O atleta navarro, que corre de mau humor, de cabeça baixa e muito sério enquanto esmaga metodicamente o tartan entre as cercas, revelou-se em 2021 ao terminar em sexto lugar na final dos 110m com barreiras dos Jogos de Tóquio, onde sofreu da síndrome . impostor. Ele acreditou, e disse isso, que seu lugar não era ali. Quando, depois de vencer os 110mv europeus no estádio olímpico de Munique, no verão de 2022, soube que não enganava ninguém, que o seu lugar era ali, convenceu-se disso com tanto entusiasmo que passou a acreditar que estava vale mais do que o que o mercado realmente ditou. Ele assinou um grande contrato com uma marca de roupas e tênis sem ter rompido com a marca anterior e acabou na Justiça, em ações e ações judiciais, e sem marca. Quando um doloroso trabalho de introspecção e a ajuda de seu treinador habitual François Beoringyan cisne Como grafiteiro, permitiram-lhe superar a desconexão mental entre realidade e imaginação; a fascite plantar o esmagou fisicamente e o impediu de competir no verão. Ele voltou e mais forte do que nunca. Nos seus primeiros 60 anos este ano, ele baixou a sua melhor marca de sempre em seis centésimos, para 7,49s. De volta à elite mundial. “Senti-me muito bem este ano”, afirma depois de se classificar para a sua segunda final mundial depois do quarto lugar em Belgrado 22. “Muito melhor do que o esperado a nível de notas, a nível físico, saúde acima de tudo. Foi um pouco do que priorizamos e, além disso, também conseguimos atuar no território que importa, nas Copas do Mundo. Nas barreiras, ralis e campeonatos são muito diferentes. É relativamente fácil correr com boas notas em Lievin, por exemplo, ou em Miramas [donde el francés Belocian logró una marca de 7,44s], mas onde você tem que demonstrar seu valor é nos campeonatos.” Tanto Belocian, que chegou com o quinto melhor tempo mundial do ano, quanto o suíço Jason Joseph, que registrou 7,43s, o quarto, foram eliminados.

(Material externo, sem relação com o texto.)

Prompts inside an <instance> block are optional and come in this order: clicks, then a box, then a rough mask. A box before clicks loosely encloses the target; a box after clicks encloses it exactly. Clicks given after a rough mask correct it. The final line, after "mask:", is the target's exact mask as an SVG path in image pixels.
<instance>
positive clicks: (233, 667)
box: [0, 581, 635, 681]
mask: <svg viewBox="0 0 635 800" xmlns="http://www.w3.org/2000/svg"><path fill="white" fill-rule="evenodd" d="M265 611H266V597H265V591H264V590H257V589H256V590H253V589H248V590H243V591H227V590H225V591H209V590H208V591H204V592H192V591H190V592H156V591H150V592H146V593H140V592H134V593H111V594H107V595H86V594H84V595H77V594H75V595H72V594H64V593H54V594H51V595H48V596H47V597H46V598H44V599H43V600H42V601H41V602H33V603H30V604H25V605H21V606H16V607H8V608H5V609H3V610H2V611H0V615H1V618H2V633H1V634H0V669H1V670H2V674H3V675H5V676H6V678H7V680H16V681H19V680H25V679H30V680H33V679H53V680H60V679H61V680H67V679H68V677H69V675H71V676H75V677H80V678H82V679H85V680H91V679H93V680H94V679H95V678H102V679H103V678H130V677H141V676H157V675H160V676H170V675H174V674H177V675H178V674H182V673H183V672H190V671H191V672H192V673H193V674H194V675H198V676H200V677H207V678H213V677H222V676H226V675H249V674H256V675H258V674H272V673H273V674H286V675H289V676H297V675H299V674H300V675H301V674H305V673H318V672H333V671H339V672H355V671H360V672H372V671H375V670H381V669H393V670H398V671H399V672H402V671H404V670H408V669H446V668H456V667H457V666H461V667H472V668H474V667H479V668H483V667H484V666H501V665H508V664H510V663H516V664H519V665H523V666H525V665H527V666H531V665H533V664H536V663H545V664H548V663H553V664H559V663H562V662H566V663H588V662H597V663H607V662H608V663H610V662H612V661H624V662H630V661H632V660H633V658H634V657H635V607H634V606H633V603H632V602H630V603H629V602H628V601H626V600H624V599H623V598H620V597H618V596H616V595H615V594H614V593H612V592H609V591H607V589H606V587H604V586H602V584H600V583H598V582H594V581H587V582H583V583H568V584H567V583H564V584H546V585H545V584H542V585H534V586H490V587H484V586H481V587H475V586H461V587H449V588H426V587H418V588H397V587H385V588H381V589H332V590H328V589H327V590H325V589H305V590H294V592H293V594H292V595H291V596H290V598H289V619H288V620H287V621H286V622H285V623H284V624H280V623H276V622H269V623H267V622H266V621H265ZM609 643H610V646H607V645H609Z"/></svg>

Nos 3,00m masculino e feminino, os atletas africanos, favoritos, foram derrotados pela norte-americana loira (Elle St Pierre, 8m 20,87s) e pelo escocês ruivo, Josh Kerr (7m 42,98s), o mesmo que tinha. derrotou Jakob Ingebrigtsen nos 1.500m em Budapeste, cujos últimos 400m deixaram o respeitável homem louco. Adel Mechaal (7m 45,67s) foi sexto na véspera da final dos 1.500m, enquanto na prova feminina competiram Marta García (10ª, 8m 40,34s) e Águeda Marqués (14ª, 8m 48,57s).